UNA COLUMNA DE MIÉRCOLES

Siempre en otoño

Por Javier Arias

Gira y gira y gira, casi como la vida, como un perro neurótico alienado en pos de su cola. Gira y no para, apunta a uno, a otro, a ella, a mí, a él. Gira, loca la botella y sigue girando, no se detendrá nunca más. Gira, y las sonrisas nerviosas esconden deseos ignorantes de sí mismos, gira y apunta, y olvida, y vuelve, y parece que el tiempo se detiene en un baile de cristal de gaseosa, protagonista involuntaria del aquelarre de hormonas desatadas.
De pronto el hechizo se va desvaneciendo y la botella los devuelve a una realidad atroz, el movimiento se esfuma en una certeza ineludible. Las miradas de ambos se cruzan por un segundo entre las risas nerviosas que en un segundo los rodean y los aislan en un vacío de pubertad.
Se incorpora a duras penas, apoya la mano en el piso de cemento y se estira sobre la botella condenatoria y casi sin ver la mira de nuevo. Ella sigue con los ojos fijos en sus manos que se retuercen en silencio y en ese momento comprende, en apenas un segundo, en una décima de segundo, en un instante infinitesimal, con un sólo gesto, con esas risas que lo envuelven, el significado cabal, completo, histórico, genético del rechazo.
Sabía que no debía hacerlo, todas sus células se lo estaban diciendo, cada uno de sus poros tenían la conciencia absoluta del desatino, pero él igual se siguió estirando. Las alarmas sonaban en todos sus nervios, luces rojas titilantes, sirenas de emergencia clamando desesperadas en sus tímpanos.
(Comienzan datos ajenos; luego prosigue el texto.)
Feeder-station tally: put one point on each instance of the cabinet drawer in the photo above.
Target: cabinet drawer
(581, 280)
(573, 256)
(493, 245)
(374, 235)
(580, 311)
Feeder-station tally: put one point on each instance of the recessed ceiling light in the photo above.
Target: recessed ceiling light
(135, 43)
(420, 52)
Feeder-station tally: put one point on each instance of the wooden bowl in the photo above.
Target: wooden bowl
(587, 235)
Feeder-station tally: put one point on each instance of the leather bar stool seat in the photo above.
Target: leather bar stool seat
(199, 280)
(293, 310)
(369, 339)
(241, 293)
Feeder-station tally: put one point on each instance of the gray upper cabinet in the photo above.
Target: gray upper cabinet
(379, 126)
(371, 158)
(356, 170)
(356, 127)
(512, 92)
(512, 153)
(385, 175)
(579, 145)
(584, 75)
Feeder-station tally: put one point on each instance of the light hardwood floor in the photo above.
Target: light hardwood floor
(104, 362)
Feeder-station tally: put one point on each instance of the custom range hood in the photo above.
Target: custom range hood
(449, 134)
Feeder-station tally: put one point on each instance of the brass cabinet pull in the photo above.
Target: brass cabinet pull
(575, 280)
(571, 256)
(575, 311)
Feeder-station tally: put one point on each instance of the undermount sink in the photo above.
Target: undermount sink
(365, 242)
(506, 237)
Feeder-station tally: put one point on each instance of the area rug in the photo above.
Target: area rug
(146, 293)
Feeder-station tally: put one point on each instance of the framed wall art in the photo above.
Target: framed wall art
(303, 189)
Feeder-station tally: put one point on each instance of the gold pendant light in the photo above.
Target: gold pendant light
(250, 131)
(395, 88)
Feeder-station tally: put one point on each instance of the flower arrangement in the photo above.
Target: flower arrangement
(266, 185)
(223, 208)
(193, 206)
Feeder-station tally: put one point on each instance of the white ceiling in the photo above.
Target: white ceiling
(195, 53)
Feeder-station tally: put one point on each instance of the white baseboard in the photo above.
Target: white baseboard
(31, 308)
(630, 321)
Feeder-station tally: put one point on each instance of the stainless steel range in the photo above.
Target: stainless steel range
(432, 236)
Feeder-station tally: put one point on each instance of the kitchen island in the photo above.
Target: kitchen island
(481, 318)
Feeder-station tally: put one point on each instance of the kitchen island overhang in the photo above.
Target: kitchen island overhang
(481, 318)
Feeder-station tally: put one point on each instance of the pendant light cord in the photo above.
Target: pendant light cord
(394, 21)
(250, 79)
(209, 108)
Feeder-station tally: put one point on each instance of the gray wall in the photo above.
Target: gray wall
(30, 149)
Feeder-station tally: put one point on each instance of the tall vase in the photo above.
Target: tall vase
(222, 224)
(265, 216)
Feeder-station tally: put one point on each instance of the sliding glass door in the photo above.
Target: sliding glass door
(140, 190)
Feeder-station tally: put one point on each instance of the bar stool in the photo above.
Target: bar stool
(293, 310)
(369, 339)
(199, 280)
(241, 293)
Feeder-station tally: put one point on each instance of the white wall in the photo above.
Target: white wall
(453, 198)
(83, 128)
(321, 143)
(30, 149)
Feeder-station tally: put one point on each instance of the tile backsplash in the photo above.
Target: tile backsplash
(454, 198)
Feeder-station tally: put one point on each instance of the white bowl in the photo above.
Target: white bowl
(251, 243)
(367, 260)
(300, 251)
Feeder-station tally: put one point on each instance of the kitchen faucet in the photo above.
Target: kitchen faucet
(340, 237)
Escuchaba la voz de su mamá diciéndole que no bajara del coche, la voz de su papá que no corriera por la medianera, hasta voces que aún no conocía, que dejara todo como estaba, que se echara a reir, que se enojara, que mirara para otro lado, que afirmara que todo esto era una estupidez, que se fuera, que retrocediera, que huyera. Cerró los ojos y se acercó más, sintió el olor de su cabello, como lo había soñado mil veces. El calor tibio de su piel casi sobre sus labios, el cosquilleo perturbador del vello adolescente. De repente las alarmas desaparecieron, las sirenas se callaron, los destellos rojos se transformaron en una luz brillante que los bañó a ambos en un amanecer dorado y la brisa marina le despeinó el pelo, todo fue perfecto, por un instante. Cerró con más fuerza los ojos, tratando de conjurar así al destino. Selló en su boca un anhelo profundo y secreto, íntimo y voraz. Con el último aliento besó el aire.
Las risas volvieron a despetarlo. La botella seguía ahí, señalando un lugar vacío de la ronda. La vio correr entre los eucaliptos. Y nunca más pudo olvidarla. Ni a ella, ni a esa carrera desenfrenada levantando nubes de hojas alargadas y secas. El tibio de su piel se repitió en cada desengaño, el aroma de su cabello de ébano lo acompañó en cada cita incumplida, en cada promesa olvidada y su nombre fue el nombre que repitió cada vez, mirando todas las botellas que giraron en su vida, apuntando siempre a un espacio en blanco.